This project offers a Kubeflow distribution that has the following characteristics:
- It follows a fully declarative, GitOps approach using ArgoCD. No other middleware is injected. All manifests are defined either as vanilla Kubernetes YAML specs, Kustomize specs, or Helm charts.
- Maximum integration with AWS managed services. We offload as much as possible to AWS, including database and artifact storage, identity management, load balancing, network routing and more! See below for a full listing of the currently supported AWS managed services
- A very simple init script and accompanying config file. We have intentionally kept this a simple "find-and-replace" script (in favour using using a stricter approach, such as encoding the entire distribution as a Helm chart) in order to make the repo easy to extend.

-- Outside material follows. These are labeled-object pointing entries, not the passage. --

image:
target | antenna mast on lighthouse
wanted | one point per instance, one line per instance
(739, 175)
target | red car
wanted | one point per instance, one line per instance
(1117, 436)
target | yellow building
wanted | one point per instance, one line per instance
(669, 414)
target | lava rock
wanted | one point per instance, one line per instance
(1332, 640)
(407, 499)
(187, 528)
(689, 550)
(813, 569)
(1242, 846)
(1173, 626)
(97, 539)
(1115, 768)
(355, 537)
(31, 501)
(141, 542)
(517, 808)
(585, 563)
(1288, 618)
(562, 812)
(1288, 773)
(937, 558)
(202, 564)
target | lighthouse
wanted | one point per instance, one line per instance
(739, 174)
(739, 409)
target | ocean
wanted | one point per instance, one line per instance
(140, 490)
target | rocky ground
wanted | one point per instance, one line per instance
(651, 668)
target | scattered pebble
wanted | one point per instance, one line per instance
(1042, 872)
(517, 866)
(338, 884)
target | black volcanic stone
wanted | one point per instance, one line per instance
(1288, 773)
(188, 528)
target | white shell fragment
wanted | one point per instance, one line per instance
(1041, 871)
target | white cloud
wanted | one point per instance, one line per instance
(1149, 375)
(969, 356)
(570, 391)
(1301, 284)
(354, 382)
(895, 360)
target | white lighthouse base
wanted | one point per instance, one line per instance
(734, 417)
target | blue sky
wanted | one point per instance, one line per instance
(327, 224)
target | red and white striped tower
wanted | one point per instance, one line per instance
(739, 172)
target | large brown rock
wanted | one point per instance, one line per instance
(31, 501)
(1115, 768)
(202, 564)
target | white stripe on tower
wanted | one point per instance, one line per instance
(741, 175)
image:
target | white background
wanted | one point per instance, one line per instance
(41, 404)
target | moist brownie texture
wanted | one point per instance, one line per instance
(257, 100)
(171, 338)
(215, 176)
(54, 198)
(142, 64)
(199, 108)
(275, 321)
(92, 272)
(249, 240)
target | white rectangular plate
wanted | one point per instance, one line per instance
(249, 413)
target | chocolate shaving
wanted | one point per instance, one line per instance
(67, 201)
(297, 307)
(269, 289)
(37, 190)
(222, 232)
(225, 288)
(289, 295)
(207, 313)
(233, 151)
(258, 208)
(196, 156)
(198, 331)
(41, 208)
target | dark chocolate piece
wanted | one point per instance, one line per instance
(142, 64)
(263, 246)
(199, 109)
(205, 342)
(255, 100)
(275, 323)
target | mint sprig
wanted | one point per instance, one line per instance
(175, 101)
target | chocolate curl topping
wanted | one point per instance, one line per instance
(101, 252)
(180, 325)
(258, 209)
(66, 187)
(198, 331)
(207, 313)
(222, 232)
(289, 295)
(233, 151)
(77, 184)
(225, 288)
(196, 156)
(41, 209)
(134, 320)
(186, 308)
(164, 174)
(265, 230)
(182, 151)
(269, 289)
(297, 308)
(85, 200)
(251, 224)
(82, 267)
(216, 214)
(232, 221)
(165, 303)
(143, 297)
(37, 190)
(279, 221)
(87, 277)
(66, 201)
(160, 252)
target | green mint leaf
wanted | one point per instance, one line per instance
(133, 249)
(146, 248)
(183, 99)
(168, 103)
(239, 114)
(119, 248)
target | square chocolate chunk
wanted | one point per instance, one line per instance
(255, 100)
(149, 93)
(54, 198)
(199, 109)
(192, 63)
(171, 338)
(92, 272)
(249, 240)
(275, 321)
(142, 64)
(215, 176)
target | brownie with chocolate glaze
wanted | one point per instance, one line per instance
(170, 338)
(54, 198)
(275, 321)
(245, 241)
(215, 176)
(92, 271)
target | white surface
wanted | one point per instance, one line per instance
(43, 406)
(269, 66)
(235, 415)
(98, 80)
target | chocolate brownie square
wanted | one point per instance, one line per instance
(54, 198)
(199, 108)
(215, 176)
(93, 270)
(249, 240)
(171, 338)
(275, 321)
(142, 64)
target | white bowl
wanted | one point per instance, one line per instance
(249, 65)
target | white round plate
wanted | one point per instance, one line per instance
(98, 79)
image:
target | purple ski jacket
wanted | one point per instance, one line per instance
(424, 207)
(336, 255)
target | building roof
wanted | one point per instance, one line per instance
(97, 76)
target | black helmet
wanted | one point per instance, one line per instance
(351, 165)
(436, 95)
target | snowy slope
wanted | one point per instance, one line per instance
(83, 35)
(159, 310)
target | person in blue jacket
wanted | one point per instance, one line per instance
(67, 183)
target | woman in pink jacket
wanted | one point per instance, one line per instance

- Currently we offer "Kubeflow 1.3", but with a few differences. We do not in all places follow the official Kubeflow manifests, preferring instead to follow directly the (often much more recent) upstream distributions for both the core Kubeflow components (such as Pipelines, KFServing etc.) and free-standing applications (such as Istio, Certificate Manager, KNative etc.). As of the time of writing this, the difference is small, but over time (and until Kubeflow cuts its 1.4 release) it will become more significant.
- One particular area where we have chosen a fundamentally different approach relates to authentication and authorization. We have replaced the oidc-authservice entirely, preferring instead to use oauth2-proxy due to its wide adoption and active user base.
- Lastly, our interpretation of Kubeflow is that of an open and configurable ecosystem that can be easily extended with other services. As such, we also offer optional integrations with applications that are not part of the official Kubeflow distribution (such as MLFlow for example)
This distribution assumes that you will be making use of the following AWS services:
- An EKS Kubernetes cluster
- Autoscaling Groups as Worker Nodes in the EKS cluster. We use the cluster-autoscaler application to automatically scales nodes up or down depening on usage.
- An RDS instance, with security group and VPC configuration that allows it to be accessed from the Worker Nodes in the EKS cluster. We authenticate to the RDS database using classical username / password credentials.
- S3 Bucket(s) for Pipeline and (optionally) MLFlow artifact storage.
- An Elasticache Redis instance for storing cookies during the OIDC authentication process.
- A Network Load Balancer via external ingress/egress is facilitated. We use the aws-load-balancer-controller application in order to automatically provision NLB's in the correct subnets.
- Route53 for DNS routing. We use the external-dns application to automatically create records sets in Route53 in order to route from a public DNS to the NLB endpoint, as well as a LetsEncrypt DNS-01 solver to certify the domain with Route53.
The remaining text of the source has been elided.